We’ve all run across the pill bug in our gardens. At the first sign of danger, the tiny paranoid crustacean suddenly turns into a ball — in hopes the danger will have passed when he unrolls.

That roly-poly bug can serve as a fair symbol of present-day U.S. foreign policy, especially in our understandable weariness over Iraq, Afghanistan, and the scandals that are overwhelming the Obama administration.

On August 4, U.S. embassies across the Middle East simply closed on the basis of intelligence reports of planned al-Qaeda violence. The shutdown of 21 diplomatic facilities was the most extensive in recent American history.

Yet we still have over a month to go before the twelfth anniversary of the attacks on September 11, 2001, an iconic date for radical Islamists.

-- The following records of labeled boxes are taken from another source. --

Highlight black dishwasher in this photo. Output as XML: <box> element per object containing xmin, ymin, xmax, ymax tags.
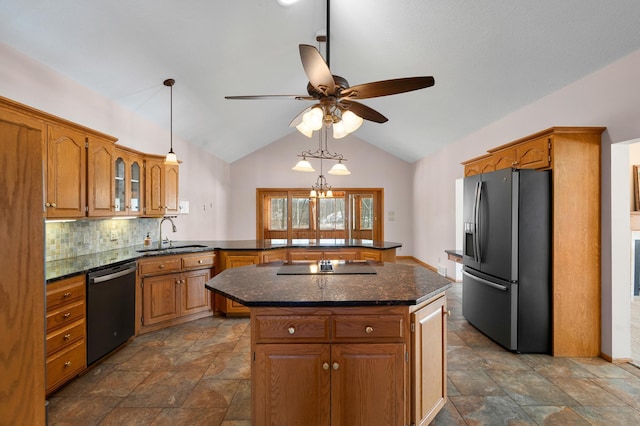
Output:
<box><xmin>87</xmin><ymin>261</ymin><xmax>136</xmax><ymax>365</ymax></box>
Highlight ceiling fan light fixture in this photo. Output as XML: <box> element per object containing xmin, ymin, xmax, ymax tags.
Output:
<box><xmin>296</xmin><ymin>122</ymin><xmax>313</xmax><ymax>138</ymax></box>
<box><xmin>331</xmin><ymin>120</ymin><xmax>349</xmax><ymax>139</ymax></box>
<box><xmin>328</xmin><ymin>160</ymin><xmax>351</xmax><ymax>176</ymax></box>
<box><xmin>342</xmin><ymin>111</ymin><xmax>364</xmax><ymax>133</ymax></box>
<box><xmin>292</xmin><ymin>157</ymin><xmax>316</xmax><ymax>172</ymax></box>
<box><xmin>302</xmin><ymin>107</ymin><xmax>324</xmax><ymax>130</ymax></box>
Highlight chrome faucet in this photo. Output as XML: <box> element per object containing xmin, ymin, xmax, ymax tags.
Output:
<box><xmin>158</xmin><ymin>216</ymin><xmax>178</xmax><ymax>248</ymax></box>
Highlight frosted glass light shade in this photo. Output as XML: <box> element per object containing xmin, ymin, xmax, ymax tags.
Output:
<box><xmin>328</xmin><ymin>162</ymin><xmax>351</xmax><ymax>176</ymax></box>
<box><xmin>291</xmin><ymin>158</ymin><xmax>315</xmax><ymax>172</ymax></box>
<box><xmin>164</xmin><ymin>151</ymin><xmax>178</xmax><ymax>165</ymax></box>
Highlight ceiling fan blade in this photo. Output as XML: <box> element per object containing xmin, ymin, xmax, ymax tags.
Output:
<box><xmin>289</xmin><ymin>105</ymin><xmax>316</xmax><ymax>127</ymax></box>
<box><xmin>299</xmin><ymin>44</ymin><xmax>336</xmax><ymax>95</ymax></box>
<box><xmin>340</xmin><ymin>101</ymin><xmax>389</xmax><ymax>123</ymax></box>
<box><xmin>340</xmin><ymin>77</ymin><xmax>435</xmax><ymax>99</ymax></box>
<box><xmin>224</xmin><ymin>95</ymin><xmax>314</xmax><ymax>101</ymax></box>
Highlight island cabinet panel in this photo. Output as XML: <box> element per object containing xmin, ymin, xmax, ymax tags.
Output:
<box><xmin>252</xmin><ymin>344</ymin><xmax>331</xmax><ymax>426</ymax></box>
<box><xmin>136</xmin><ymin>251</ymin><xmax>216</xmax><ymax>334</ymax></box>
<box><xmin>411</xmin><ymin>297</ymin><xmax>447</xmax><ymax>426</ymax></box>
<box><xmin>251</xmin><ymin>306</ymin><xmax>420</xmax><ymax>426</ymax></box>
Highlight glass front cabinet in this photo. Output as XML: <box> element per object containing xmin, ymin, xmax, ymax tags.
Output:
<box><xmin>114</xmin><ymin>149</ymin><xmax>143</xmax><ymax>216</ymax></box>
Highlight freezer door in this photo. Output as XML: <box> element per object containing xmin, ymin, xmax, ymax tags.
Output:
<box><xmin>474</xmin><ymin>169</ymin><xmax>519</xmax><ymax>281</ymax></box>
<box><xmin>462</xmin><ymin>267</ymin><xmax>518</xmax><ymax>350</ymax></box>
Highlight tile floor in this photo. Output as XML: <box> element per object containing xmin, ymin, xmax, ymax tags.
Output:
<box><xmin>49</xmin><ymin>272</ymin><xmax>640</xmax><ymax>426</ymax></box>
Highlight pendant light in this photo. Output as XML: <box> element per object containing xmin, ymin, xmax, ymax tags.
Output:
<box><xmin>163</xmin><ymin>78</ymin><xmax>178</xmax><ymax>165</ymax></box>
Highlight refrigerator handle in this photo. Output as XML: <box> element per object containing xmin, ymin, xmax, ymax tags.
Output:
<box><xmin>462</xmin><ymin>270</ymin><xmax>507</xmax><ymax>291</ymax></box>
<box><xmin>473</xmin><ymin>181</ymin><xmax>482</xmax><ymax>262</ymax></box>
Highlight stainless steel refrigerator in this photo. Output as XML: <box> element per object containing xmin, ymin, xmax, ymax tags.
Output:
<box><xmin>462</xmin><ymin>169</ymin><xmax>552</xmax><ymax>353</ymax></box>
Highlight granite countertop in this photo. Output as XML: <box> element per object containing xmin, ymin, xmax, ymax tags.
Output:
<box><xmin>206</xmin><ymin>261</ymin><xmax>451</xmax><ymax>307</ymax></box>
<box><xmin>45</xmin><ymin>239</ymin><xmax>402</xmax><ymax>282</ymax></box>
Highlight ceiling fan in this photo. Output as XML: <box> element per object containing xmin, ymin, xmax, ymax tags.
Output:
<box><xmin>225</xmin><ymin>0</ymin><xmax>435</xmax><ymax>139</ymax></box>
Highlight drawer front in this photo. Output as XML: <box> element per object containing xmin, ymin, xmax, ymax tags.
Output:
<box><xmin>255</xmin><ymin>315</ymin><xmax>329</xmax><ymax>343</ymax></box>
<box><xmin>289</xmin><ymin>251</ymin><xmax>323</xmax><ymax>262</ymax></box>
<box><xmin>47</xmin><ymin>320</ymin><xmax>86</xmax><ymax>356</ymax></box>
<box><xmin>182</xmin><ymin>254</ymin><xmax>215</xmax><ymax>269</ymax></box>
<box><xmin>47</xmin><ymin>300</ymin><xmax>85</xmax><ymax>332</ymax></box>
<box><xmin>138</xmin><ymin>257</ymin><xmax>182</xmax><ymax>275</ymax></box>
<box><xmin>47</xmin><ymin>339</ymin><xmax>87</xmax><ymax>392</ymax></box>
<box><xmin>47</xmin><ymin>275</ymin><xmax>87</xmax><ymax>310</ymax></box>
<box><xmin>333</xmin><ymin>315</ymin><xmax>404</xmax><ymax>342</ymax></box>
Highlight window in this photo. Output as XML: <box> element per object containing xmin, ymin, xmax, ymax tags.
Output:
<box><xmin>256</xmin><ymin>188</ymin><xmax>383</xmax><ymax>241</ymax></box>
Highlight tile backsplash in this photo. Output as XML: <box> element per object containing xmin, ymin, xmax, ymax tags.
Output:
<box><xmin>45</xmin><ymin>218</ymin><xmax>160</xmax><ymax>261</ymax></box>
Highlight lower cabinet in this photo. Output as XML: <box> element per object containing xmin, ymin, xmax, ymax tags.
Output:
<box><xmin>137</xmin><ymin>252</ymin><xmax>215</xmax><ymax>333</ymax></box>
<box><xmin>46</xmin><ymin>275</ymin><xmax>87</xmax><ymax>395</ymax></box>
<box><xmin>251</xmin><ymin>294</ymin><xmax>446</xmax><ymax>426</ymax></box>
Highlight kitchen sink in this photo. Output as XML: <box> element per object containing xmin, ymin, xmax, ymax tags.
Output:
<box><xmin>136</xmin><ymin>244</ymin><xmax>207</xmax><ymax>253</ymax></box>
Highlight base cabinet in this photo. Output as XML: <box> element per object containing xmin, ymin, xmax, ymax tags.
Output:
<box><xmin>251</xmin><ymin>294</ymin><xmax>446</xmax><ymax>426</ymax></box>
<box><xmin>46</xmin><ymin>275</ymin><xmax>87</xmax><ymax>395</ymax></box>
<box><xmin>137</xmin><ymin>252</ymin><xmax>215</xmax><ymax>333</ymax></box>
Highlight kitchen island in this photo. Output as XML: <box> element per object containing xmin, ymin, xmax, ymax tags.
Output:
<box><xmin>206</xmin><ymin>261</ymin><xmax>451</xmax><ymax>426</ymax></box>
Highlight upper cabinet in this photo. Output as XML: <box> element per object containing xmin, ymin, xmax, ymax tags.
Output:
<box><xmin>44</xmin><ymin>124</ymin><xmax>87</xmax><ymax>218</ymax></box>
<box><xmin>0</xmin><ymin>96</ymin><xmax>179</xmax><ymax>219</ymax></box>
<box><xmin>144</xmin><ymin>155</ymin><xmax>179</xmax><ymax>216</ymax></box>
<box><xmin>114</xmin><ymin>148</ymin><xmax>144</xmax><ymax>216</ymax></box>
<box><xmin>87</xmin><ymin>137</ymin><xmax>115</xmax><ymax>217</ymax></box>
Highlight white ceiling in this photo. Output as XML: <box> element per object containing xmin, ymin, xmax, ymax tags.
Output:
<box><xmin>0</xmin><ymin>0</ymin><xmax>640</xmax><ymax>162</ymax></box>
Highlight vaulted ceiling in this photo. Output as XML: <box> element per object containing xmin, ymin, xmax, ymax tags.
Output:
<box><xmin>0</xmin><ymin>0</ymin><xmax>640</xmax><ymax>162</ymax></box>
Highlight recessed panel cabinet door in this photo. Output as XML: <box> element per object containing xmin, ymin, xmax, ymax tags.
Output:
<box><xmin>331</xmin><ymin>343</ymin><xmax>406</xmax><ymax>426</ymax></box>
<box><xmin>45</xmin><ymin>125</ymin><xmax>87</xmax><ymax>218</ymax></box>
<box><xmin>411</xmin><ymin>297</ymin><xmax>447</xmax><ymax>426</ymax></box>
<box><xmin>251</xmin><ymin>344</ymin><xmax>330</xmax><ymax>426</ymax></box>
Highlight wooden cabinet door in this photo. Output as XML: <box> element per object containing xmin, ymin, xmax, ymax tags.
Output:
<box><xmin>45</xmin><ymin>125</ymin><xmax>87</xmax><ymax>218</ymax></box>
<box><xmin>331</xmin><ymin>343</ymin><xmax>406</xmax><ymax>426</ymax></box>
<box><xmin>180</xmin><ymin>269</ymin><xmax>211</xmax><ymax>315</ymax></box>
<box><xmin>251</xmin><ymin>344</ymin><xmax>330</xmax><ymax>426</ymax></box>
<box><xmin>142</xmin><ymin>274</ymin><xmax>180</xmax><ymax>325</ymax></box>
<box><xmin>87</xmin><ymin>137</ymin><xmax>116</xmax><ymax>217</ymax></box>
<box><xmin>411</xmin><ymin>297</ymin><xmax>447</xmax><ymax>426</ymax></box>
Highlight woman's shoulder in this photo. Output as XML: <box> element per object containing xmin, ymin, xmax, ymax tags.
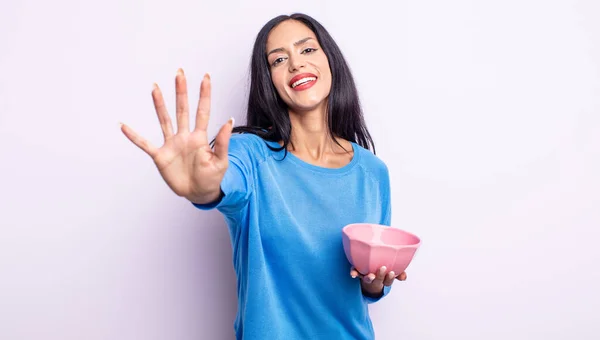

Such preemptive measures are no doubt sober and judicious. Yet if we shut down our entire public profile in the Middle East on the threat of terrorism, what will we do when more anti-American violence arises? Should we close more embassies for more days, or return home altogether?

Apparently al-Qaeda did not get the message that the administration’s euphemisms of “workplace violence,” “overseas contingency operations,” “man-caused disasters,” and jihad as “a holy struggle” were intended as outreach to the global Muslim community.

Instead, the terrorists are getting their second wind, as they interpret our loud magnanimity as weakness — or, more likely, simple confusion. They increasingly do not seem to fear U.S. retaliation for any planned assaults. Instead, al-Qaeda franchises expect Americans to adopt their new pill-bug mode of curling up until danger passes.